What is the value of t in the equation below?
(7^-64)x(7^-150)/(7^-7)x(7^2)=7^t
Help please i get lost when its a huge problem like this but if it's short i can solve it.
just add exponents when multiplying and subtract when dividing. So,
(7^-64)x(7^-150)/(7^-7)x(7^2)
= 7^(-64-150+7-2)
= 7^-209
so, t = -209
or, knowing that negative exponents mean that you swap places in the fraction, you have
7^7 / (6^64 * 7^150 * 7^2) = 1/7^209
its wrong
To find the value of t in the given equation (7^-64)x(7^-150)/(7^-7)x(7^2) = 7^t, we can simplify the equation by applying the rules of exponents and then equate the resulting expression with 7^t.
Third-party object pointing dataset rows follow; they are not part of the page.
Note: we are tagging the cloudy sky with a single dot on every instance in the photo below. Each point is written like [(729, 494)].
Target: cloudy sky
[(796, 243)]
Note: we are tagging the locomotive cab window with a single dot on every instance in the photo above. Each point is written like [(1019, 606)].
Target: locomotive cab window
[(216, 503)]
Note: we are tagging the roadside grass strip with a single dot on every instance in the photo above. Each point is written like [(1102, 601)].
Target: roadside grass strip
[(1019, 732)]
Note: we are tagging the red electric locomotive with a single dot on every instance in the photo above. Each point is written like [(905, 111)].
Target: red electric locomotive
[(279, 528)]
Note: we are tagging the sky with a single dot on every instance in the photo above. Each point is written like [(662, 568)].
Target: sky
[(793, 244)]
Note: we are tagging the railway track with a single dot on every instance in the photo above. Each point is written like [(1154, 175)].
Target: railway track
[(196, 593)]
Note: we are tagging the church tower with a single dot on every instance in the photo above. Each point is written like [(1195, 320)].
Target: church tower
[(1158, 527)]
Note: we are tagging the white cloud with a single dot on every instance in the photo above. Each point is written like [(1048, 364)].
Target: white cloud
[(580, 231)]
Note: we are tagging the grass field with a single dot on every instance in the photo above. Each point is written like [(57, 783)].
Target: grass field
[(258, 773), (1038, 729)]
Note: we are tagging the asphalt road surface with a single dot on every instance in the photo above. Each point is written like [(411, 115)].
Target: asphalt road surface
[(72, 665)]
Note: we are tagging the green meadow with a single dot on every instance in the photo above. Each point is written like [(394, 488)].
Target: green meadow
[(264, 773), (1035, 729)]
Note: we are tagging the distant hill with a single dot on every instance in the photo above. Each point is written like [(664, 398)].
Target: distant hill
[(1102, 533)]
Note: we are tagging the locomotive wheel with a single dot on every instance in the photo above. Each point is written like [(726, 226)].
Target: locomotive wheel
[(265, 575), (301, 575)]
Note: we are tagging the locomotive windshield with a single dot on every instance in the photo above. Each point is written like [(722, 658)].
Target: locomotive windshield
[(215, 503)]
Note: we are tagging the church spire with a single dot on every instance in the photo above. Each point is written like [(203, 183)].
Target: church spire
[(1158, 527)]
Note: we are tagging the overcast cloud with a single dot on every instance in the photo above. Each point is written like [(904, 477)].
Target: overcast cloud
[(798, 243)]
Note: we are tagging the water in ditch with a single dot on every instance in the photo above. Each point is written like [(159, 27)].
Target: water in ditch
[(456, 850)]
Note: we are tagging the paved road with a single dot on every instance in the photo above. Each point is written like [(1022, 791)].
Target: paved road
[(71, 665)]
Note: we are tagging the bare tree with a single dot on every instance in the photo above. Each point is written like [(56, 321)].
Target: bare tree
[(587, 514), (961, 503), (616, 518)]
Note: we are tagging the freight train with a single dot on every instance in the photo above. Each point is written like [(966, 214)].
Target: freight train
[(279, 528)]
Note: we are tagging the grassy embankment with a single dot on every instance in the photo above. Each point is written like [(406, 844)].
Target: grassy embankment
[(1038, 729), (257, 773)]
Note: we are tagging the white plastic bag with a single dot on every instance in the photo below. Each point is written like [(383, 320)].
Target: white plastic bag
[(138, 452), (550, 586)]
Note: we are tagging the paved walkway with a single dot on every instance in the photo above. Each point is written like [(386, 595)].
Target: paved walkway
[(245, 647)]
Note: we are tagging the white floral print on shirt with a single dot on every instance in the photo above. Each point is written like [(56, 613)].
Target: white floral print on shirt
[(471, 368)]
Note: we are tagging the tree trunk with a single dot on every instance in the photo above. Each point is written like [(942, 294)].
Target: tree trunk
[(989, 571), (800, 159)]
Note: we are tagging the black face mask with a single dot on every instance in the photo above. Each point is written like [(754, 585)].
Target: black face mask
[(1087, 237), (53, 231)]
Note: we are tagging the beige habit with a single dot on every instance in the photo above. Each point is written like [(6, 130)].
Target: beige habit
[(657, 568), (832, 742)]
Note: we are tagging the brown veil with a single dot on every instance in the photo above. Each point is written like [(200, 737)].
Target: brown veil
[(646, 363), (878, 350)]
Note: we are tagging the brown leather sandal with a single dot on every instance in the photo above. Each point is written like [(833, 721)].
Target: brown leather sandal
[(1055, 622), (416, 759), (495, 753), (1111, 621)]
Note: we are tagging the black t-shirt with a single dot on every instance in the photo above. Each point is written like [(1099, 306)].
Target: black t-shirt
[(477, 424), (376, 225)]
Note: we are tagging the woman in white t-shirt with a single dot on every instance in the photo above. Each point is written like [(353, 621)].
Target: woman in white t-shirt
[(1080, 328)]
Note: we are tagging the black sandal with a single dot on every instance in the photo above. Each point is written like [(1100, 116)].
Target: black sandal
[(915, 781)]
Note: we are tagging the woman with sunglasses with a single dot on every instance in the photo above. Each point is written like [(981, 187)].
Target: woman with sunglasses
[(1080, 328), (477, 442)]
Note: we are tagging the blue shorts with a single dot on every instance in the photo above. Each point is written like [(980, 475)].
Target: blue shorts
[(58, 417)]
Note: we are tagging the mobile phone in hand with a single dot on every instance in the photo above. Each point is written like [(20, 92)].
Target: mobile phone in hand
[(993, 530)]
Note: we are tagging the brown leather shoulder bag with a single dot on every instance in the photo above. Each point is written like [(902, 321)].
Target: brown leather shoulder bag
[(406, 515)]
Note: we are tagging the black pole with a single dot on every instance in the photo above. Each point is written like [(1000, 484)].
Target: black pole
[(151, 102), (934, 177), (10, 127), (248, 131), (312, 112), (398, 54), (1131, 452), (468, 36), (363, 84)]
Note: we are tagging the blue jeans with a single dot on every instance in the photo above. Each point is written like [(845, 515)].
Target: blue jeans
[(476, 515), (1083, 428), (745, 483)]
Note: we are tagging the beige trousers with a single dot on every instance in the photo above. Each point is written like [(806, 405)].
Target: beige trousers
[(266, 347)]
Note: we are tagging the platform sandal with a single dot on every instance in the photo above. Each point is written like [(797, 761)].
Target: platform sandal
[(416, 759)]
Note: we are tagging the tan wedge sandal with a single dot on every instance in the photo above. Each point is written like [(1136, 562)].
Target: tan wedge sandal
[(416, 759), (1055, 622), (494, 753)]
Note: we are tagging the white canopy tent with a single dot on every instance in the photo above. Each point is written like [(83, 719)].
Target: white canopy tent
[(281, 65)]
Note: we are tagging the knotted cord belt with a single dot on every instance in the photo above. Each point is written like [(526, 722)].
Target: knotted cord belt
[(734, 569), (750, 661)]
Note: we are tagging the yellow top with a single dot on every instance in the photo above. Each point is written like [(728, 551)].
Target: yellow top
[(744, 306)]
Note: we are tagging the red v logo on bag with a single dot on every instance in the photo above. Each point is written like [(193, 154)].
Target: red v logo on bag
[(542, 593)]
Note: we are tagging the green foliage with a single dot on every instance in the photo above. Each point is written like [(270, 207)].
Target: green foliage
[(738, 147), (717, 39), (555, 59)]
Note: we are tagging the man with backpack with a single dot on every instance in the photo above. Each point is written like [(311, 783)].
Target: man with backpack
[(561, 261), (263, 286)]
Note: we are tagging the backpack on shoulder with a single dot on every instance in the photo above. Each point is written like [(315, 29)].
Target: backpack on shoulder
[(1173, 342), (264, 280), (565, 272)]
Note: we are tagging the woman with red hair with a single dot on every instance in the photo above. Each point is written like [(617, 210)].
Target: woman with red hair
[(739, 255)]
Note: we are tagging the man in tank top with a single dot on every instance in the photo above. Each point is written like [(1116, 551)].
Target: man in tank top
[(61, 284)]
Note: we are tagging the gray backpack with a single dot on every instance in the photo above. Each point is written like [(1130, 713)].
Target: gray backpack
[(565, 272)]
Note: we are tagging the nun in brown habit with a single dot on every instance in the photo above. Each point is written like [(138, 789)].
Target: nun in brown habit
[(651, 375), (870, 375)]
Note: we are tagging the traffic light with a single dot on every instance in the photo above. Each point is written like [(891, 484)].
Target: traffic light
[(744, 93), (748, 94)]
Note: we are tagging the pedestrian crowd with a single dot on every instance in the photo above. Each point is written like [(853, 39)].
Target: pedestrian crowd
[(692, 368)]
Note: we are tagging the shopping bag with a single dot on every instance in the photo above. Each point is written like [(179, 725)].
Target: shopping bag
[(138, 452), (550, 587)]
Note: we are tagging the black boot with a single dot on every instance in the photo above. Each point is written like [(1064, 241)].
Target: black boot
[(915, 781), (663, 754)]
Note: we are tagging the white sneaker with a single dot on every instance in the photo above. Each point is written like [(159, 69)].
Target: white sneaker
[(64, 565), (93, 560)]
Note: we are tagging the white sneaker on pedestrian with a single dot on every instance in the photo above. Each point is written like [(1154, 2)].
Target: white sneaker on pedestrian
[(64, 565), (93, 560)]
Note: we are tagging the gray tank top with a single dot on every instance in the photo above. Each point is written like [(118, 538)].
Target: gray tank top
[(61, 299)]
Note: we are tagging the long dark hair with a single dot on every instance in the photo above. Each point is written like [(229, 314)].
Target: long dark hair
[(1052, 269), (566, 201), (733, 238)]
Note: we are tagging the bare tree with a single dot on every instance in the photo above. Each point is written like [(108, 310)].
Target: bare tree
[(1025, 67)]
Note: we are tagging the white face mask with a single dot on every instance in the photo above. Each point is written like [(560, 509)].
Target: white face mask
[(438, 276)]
Let's break it down step by step:
Step 1: Apply the rule for multiplying exponents with the same base:
(7^-64) x (7^-150) = 7^(-64 - 150)
Step 2: Apply the rule for dividing exponents with the same base:
(7^(-64 - 150))/(7^-7) = 7^(-64 - 150 + 7)
Step 3: Apply the rule for multiplying exponents with the same base:
7^(-64 - 150 + 7) x (7^2) = 7^(-207 + 2)
Step 4: Simplify the exponents:
7^(-207 + 2) = 7^-205
Now, we have simplified the left side of the equation to 7^-205.
Step 5: Equate the simplified expression with 7^t:
7^-205 = 7^t
Since the bases are the same (7), the exponents must be equal. Therefore, t = -205.
So, the value of t in the given equation is -205.